Il verso più rappresentativo di tutto il Novecento, dal poema The Waste Land di T. S. Eliot, recita:
These fragments I have shored against my ruins
Cioè: su questi frammenti ho puntellato le mie rovine.
Questo verso è così bello e universale che ho deciso di tatuarmelo sul braccio. Ma cosa significa?
Nel poema di Eliot le rovine sono le rovine dell'intera civiltà , del mondo moderno che uccide la poesia. Ma io ho sempre interpretato questo verso in modo personale: a tutti noi capita di sentire che attorno a noi ci siano solo rovine, che non sia rimasto più nulla. Ci sono momenti così difficili che ci permettono di vedere solo le macerie: la fine delle nostre relazioni, i nostri fallimenti lavorativi, le nostre difficoltà quotidiane.
E allora l'unica cosa che ci può salvare è il frammento: il verso, l'opera letteraria, che serve a ricordarci che siamo vivi. A volte è difficile sentirsi vivi, soprattutto in un momento come questo, in cui non possiamo uscire, incontrare persone, vedere un museo. Quando leggiamo una poesia, o un bel romanzo, proviamo delle sensazioni vere, forti: ci ricordiamo che siamo vivi.
Ovviamente essere vivi non è sempre positivo: essere vivi significa anche soffrire. È inevitabile! E infatti ho sempre pensato che tutte le opere letterarie, le più belle, debbano per forza fare un po' male.

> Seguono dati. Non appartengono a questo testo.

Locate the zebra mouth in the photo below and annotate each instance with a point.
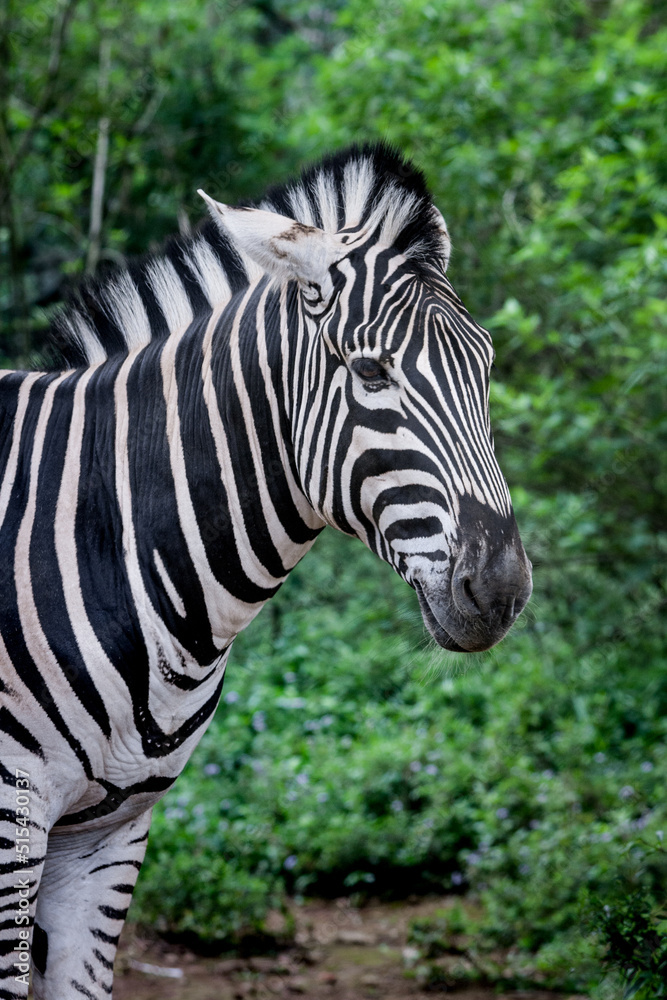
(441, 635)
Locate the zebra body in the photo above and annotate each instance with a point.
(300, 364)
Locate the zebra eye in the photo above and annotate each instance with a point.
(369, 370)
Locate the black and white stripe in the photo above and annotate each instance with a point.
(298, 363)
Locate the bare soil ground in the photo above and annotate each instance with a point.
(341, 953)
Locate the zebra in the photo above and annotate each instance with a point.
(298, 362)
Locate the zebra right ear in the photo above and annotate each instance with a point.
(280, 245)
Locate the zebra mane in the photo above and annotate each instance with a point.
(368, 187)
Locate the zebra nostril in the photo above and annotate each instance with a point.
(464, 596)
(468, 591)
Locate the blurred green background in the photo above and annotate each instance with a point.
(348, 756)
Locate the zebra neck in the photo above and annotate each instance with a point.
(219, 517)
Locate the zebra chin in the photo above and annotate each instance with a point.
(459, 632)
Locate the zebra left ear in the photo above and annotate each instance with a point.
(280, 245)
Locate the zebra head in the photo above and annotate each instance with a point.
(388, 387)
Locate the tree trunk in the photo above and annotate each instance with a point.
(100, 168)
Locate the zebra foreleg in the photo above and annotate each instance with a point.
(22, 850)
(84, 896)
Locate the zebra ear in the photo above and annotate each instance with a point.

Anche le opere comiche hanno sempre un risvolto doloroso: pensiamo al Don Chisciotte.
Allora perché leggere qualcosa che ci fa male?
Prima di tutto perché questo ci permette di sperimentare la catarsi: quella sensazione di purificazione che proviamo quando un film ci fa piangere, per esempio, e ci sentiamo meglio.
E poi, leggere qualcosa che ci fa male, ma che nonostante questo è bello, ci insegna che il dolore è parte integrante della vita e non la rende meno degna di essere vissuta. Ci insegna che anche quando tutto sembra orribile c'è sempre un po' di bellezza. In fondo è questo il lavoro del poeta: trovare il bello dove sembra non poterci essere.